Although the acclaimed clubs on the Great Peconic Bay may seem as far from New York City as a Long Islander can get, even more solitude can be found in the Hamptons, even farther out. One of the sleeper clubs in an area that also features names such as The Bridge and Atlantic golf clubs, is the Noyac Golf Club, located in Sag Harbor.
Noyac actually predates those other two clubs, which were both created by Rees Jones in the past few decades. This elder was built during 1963 by William Mitchell. He managed to fit 7,000 yards of golf on a tight piece of property, and tight play will be the order of the day for those challenging its thin fairways and small, well-defended greens (the sand hazards that provide such defense were revamped by Stephen Kay and Ross Forbes during 2007).
One of the most impressive specimens is No. 9, a short par five (just over 500 yards from the back tees) that staves off eagle attempts with its double-dogleg shape, slope, and ample sand guarding all corners as well as the putting surface.
Before the inclusion of the most recent new courses inhabiting the east end of Long Island such as Friar's Head, Sebonack, East Hampton, The Bridge, Atlantic, Laurel Links, et al - there are a few courses the cognoscenti simply overlooked.
Noyac is a creature of the early 1960s and architect William Mitchell followed a pattern of bringing to life larger-than-life design elements favored at that time. Mitchell created a number of layouts on Long Island and his work often gets little attention given a number of his efforts were on the public side.
Noyac is truly hidden among a parkland setting -- lined with mature trees.
The strategic calculus at Noyac starts with test of one's tee game. Being able to work-the-ball when called upon is a central requirement. Noyac features several strong dog-leg holes and being able to shape shots when called upon pays off for those able to execute. One of the most memorable holes is the 18th -- a stout dog-leg par-4 of 451 yards.
The routing is quite thorough and the hole diversity is good. What's missing is detailing of the putting surfaces and the surrounding areas. Much on that front is rather benign -- lacking a consistent sophistication that would add to the golf experience and the overall shotmaking challenge.

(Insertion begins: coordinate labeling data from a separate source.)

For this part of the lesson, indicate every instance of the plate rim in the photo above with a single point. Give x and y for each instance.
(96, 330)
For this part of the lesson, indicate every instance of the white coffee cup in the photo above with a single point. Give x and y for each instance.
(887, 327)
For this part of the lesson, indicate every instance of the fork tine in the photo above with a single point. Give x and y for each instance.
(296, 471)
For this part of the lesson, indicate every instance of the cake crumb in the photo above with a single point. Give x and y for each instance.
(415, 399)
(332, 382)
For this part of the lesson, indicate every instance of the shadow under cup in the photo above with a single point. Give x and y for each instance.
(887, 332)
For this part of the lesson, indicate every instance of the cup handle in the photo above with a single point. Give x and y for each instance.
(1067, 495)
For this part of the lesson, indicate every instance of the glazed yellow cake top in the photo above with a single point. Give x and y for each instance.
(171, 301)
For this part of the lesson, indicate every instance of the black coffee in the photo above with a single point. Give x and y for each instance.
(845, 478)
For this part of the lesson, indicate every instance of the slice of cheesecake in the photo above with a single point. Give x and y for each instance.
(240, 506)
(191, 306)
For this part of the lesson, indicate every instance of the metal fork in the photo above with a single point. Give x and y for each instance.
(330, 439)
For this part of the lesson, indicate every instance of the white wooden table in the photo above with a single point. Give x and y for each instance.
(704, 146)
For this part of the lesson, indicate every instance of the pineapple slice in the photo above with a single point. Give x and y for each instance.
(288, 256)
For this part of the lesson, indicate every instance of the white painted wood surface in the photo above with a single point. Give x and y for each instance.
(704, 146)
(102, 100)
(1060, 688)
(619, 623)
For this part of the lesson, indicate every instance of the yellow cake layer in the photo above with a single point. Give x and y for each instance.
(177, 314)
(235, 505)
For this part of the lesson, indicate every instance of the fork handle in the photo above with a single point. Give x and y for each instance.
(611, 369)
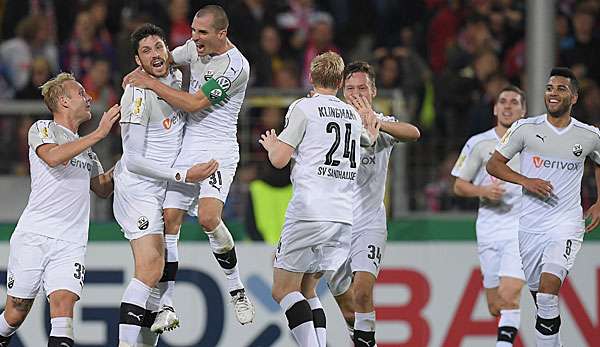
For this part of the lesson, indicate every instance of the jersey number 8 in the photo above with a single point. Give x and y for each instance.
(349, 151)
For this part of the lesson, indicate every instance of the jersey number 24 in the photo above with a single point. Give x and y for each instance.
(349, 151)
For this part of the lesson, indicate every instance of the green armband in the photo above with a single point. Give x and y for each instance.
(214, 91)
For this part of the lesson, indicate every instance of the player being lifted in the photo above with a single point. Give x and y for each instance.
(47, 248)
(498, 216)
(219, 75)
(152, 133)
(322, 135)
(552, 148)
(352, 285)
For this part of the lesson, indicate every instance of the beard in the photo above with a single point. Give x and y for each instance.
(561, 110)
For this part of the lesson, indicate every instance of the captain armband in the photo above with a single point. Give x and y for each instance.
(216, 90)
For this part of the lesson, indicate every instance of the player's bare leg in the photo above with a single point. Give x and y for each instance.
(548, 314)
(309, 283)
(286, 292)
(223, 248)
(345, 302)
(148, 252)
(509, 295)
(364, 318)
(62, 303)
(166, 319)
(15, 312)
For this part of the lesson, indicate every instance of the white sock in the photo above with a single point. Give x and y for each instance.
(222, 245)
(5, 329)
(167, 289)
(133, 309)
(319, 320)
(299, 316)
(508, 327)
(364, 321)
(548, 320)
(62, 327)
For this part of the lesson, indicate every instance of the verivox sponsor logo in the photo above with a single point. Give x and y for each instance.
(539, 162)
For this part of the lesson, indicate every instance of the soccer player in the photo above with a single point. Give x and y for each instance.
(552, 148)
(322, 135)
(152, 133)
(498, 216)
(47, 248)
(352, 284)
(219, 75)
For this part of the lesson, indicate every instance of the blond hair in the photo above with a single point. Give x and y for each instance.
(327, 70)
(54, 88)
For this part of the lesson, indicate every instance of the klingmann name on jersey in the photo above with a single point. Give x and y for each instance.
(334, 112)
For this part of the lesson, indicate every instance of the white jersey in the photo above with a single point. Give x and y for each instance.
(369, 210)
(325, 133)
(558, 156)
(164, 130)
(223, 79)
(496, 221)
(59, 203)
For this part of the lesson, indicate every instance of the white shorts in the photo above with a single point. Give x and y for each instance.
(139, 211)
(183, 196)
(499, 259)
(366, 255)
(311, 247)
(547, 252)
(36, 261)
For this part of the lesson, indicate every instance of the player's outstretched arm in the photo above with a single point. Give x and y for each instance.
(102, 185)
(593, 213)
(134, 137)
(280, 152)
(176, 98)
(55, 154)
(467, 189)
(401, 131)
(497, 167)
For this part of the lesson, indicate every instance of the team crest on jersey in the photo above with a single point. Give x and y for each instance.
(215, 93)
(143, 223)
(504, 139)
(11, 280)
(577, 150)
(167, 123)
(44, 133)
(224, 82)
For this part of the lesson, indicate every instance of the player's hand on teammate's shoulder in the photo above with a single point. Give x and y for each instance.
(108, 120)
(538, 187)
(593, 215)
(268, 139)
(363, 107)
(200, 172)
(138, 78)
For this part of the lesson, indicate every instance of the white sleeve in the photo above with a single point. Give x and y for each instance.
(185, 54)
(134, 137)
(295, 126)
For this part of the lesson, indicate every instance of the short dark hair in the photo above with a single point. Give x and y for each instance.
(220, 20)
(360, 66)
(143, 31)
(513, 88)
(567, 73)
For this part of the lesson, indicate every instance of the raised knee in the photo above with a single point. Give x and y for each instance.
(494, 309)
(363, 297)
(510, 297)
(209, 222)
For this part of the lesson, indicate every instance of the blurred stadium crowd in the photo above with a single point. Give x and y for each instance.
(449, 59)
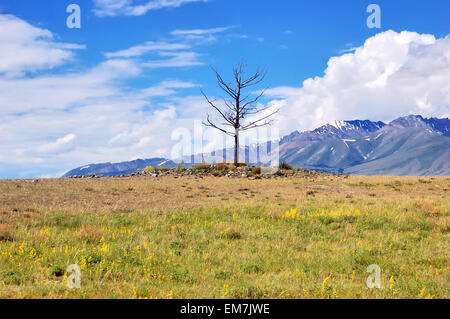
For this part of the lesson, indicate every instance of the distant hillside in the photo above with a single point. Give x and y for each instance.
(410, 145)
(116, 169)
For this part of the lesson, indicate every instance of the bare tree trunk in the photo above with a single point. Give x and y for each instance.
(237, 108)
(236, 148)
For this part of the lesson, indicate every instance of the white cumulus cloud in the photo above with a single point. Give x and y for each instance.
(105, 8)
(391, 75)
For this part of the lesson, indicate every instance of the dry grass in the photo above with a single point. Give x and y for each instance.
(309, 237)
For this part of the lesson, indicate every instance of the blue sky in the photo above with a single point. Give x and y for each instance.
(298, 36)
(117, 88)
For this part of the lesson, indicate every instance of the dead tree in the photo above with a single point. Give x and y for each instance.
(238, 105)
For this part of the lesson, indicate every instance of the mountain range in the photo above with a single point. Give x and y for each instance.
(410, 145)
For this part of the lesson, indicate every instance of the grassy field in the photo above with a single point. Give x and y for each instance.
(169, 237)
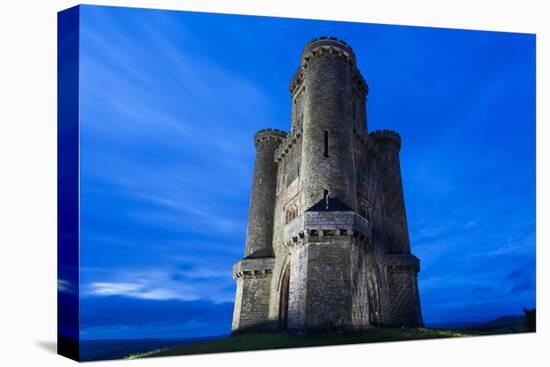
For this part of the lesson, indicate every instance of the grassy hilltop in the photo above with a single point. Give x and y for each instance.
(258, 341)
(275, 340)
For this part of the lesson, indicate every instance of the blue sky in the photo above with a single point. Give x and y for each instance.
(170, 101)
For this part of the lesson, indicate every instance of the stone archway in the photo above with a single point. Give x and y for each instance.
(283, 299)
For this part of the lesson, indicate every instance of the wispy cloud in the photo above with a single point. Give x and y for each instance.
(187, 284)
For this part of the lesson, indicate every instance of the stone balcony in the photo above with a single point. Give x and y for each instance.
(326, 223)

Noyac is a creature of the 1960s architectural style that has faded into the shadows - a bit of meaningful sunshine via the hiring of an architect who can wisely update the course could well provide the needed impetus in ratcheting up what's present now.
M. James Ward
Thanks for your thoughtful review of Noyac Golf Club. The course truly is a “hidden gem” in an area with some of the best in the world.
The Club has worked extensively with architect Ross Forbes to renovate all greens, bunkers and many other areas of the facility over the past 8-10 years. Shot values and conditioning have improved significantly due to his work. If you have not visited within the past 2-3 years, I’d welcome you to come play and see the improvements that have been made.
The Club will be hosting the Long Island Amateur this coming summer, which will showcase the golf course to the best players on Long Island - hopefully you may consider covering the event and the course!
Thanks again for your comments, hopefully you can visit this season.